Published:August 24, 2022DOI:https://doi.org/10.1016/j.ejca.2022.06.060

      Highlights

      • Radiologic assessment of colon cancer stage differs between dMMR and pMMR tumours.
      • pMMR tumours: nodal internal heterogeneity is associated with positive lymph nodes.
      • dMMR tumours: diameter of lymph nodes is associated with positive lymph nodes.

      Abstract

      Background

      Neoadjuvant treatment with either chemotherapy or immunotherapy is gaining momentum in colon cancers (CC). To reduce over-treatment, increasing staging accuracy using computed tomography (CT) is of high importance.

      Purpose

      To assess and compare CT imaging features of CC between mismatch repair-proficient (pMMR) and MMR-deficient (dMMR) tumours and identify CT features that can distinguish high-risk (pT3-4, N+) CC according to MMR status.

      Methods

      Primary staging CTs of 266 patients who underwent primary surgical resection of a colon tumour were retrospectively and independently evaluated by two radiologists. Logistic regression analysis was performed to identify significant associations between imaging features and positive lymph node status. Receiver operating characteristic (ROC) curves of significantly associated features were assessed and validated in an external cohort of 104 patients.

      Results

      Among pT3 tumours only, dMMR CC were significantly larger than pMMR CC in both length and thickness (length 59.39 ± 26.28 mm versus 48.70 ± 23.72, respectively, p = 0.031; thickness 20.54 mm ± 11.17 versus 16.34 ± 8.73, respectively, p = 0.027). For pMMR tumours, nodal internal heterogeneity on CT was significantly associated with a positive lymph node status (odds ratio (OR) = 2.66, p = 0.027), while for dMMR tumours, the largest short diameter of the nodes was associated with lymph node status (OR = 2.01, p = 0.049).

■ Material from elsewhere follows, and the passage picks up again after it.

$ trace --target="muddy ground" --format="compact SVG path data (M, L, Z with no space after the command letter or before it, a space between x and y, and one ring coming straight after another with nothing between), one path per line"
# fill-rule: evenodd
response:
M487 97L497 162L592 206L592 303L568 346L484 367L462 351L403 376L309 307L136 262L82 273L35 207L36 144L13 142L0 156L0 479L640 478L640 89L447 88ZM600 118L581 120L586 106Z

The best cut-off value of the largest short diameter of involved nodes was 10.4 mm for dMMR and 7.95 mm for pMMR. In the external validation cohort, AUCs for predicting involved nodes based on the largest short diameter was 0.764 for dMMR tumours using 10 mm size cut-off and 0.624 for pMMR tumours using 7 mm cut-off.

      Conclusion

      These data show that CT imaging features of primary CC differ between dMMR and pMMR tumours, suggesting that the assessment of CT-based CC staging should take MMR status into consideration, especially for lymph node status, and thus may help in selecting patients for neoadjuvant treatment.